Despite being critical and dynamic stage for brain development, sex differences in the neonatal period (first 28 days of life) remain surprisingly underexplored. Studying this period can clarify how early on in development sex differences are present in the brain and how prenatal and early postnatal factors contribute to these differences. In this research, we identified a number of significant global and regional on-average sex differences in neonatal brain volumes. All absolute global brain volumes were significantly larger in males with large effect sizes, even after controlling for birth weight. After controlling for total brain volume, females showed significantly increased total cortical gray matter volumes while males showed increased total white matter volumes.
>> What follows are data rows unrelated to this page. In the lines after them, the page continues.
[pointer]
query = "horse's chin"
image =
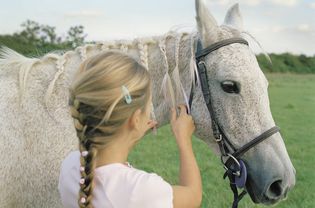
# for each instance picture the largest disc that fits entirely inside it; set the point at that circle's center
(262, 199)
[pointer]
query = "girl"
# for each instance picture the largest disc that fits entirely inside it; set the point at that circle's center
(110, 100)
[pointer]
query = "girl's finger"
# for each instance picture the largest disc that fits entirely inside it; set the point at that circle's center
(183, 109)
(173, 114)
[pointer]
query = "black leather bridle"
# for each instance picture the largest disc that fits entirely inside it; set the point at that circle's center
(234, 166)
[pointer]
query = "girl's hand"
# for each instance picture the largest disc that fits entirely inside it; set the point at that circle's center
(182, 126)
(151, 124)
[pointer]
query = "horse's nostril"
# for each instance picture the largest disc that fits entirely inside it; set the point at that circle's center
(275, 190)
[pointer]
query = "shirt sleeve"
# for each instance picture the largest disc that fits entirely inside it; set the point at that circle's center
(152, 191)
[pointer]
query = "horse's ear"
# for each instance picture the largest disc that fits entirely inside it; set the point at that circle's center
(234, 18)
(207, 25)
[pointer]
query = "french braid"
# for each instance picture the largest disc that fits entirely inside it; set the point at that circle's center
(99, 109)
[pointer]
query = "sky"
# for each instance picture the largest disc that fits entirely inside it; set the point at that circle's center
(279, 25)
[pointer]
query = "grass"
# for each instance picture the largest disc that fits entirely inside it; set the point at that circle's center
(292, 100)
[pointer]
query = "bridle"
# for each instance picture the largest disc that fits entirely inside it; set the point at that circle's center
(230, 156)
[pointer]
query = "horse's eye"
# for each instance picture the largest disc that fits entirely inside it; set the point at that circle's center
(230, 87)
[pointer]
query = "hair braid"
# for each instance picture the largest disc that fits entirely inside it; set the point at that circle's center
(88, 153)
(99, 109)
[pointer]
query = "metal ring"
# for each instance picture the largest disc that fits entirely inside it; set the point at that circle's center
(237, 173)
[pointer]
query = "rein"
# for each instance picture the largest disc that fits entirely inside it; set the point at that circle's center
(235, 168)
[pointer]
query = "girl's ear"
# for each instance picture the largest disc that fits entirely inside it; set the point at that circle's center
(134, 120)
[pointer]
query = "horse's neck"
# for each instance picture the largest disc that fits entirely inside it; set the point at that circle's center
(161, 55)
(171, 54)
After controlling for total brain volume, various significant regional female > male (e.g., corpus callosum, posterior parts of the bilateral parahippocampal gyri, parietal lobes, left caudate nucleus, left anterior cingulate gyrus) and male > female (e.g., posterior right medial and inferior temporal gyrus) differences were identified with small effect sizes. Few significant sex-by-age interactions were identified, except for in the left anterior cingulate gyrus (F > M) and left superior temporal gyrus—posterior parts (M > F). As discussed further below, these findings suggest that several sex differences observed later in life are already present at birth and remain relatively stable during the neonatal period.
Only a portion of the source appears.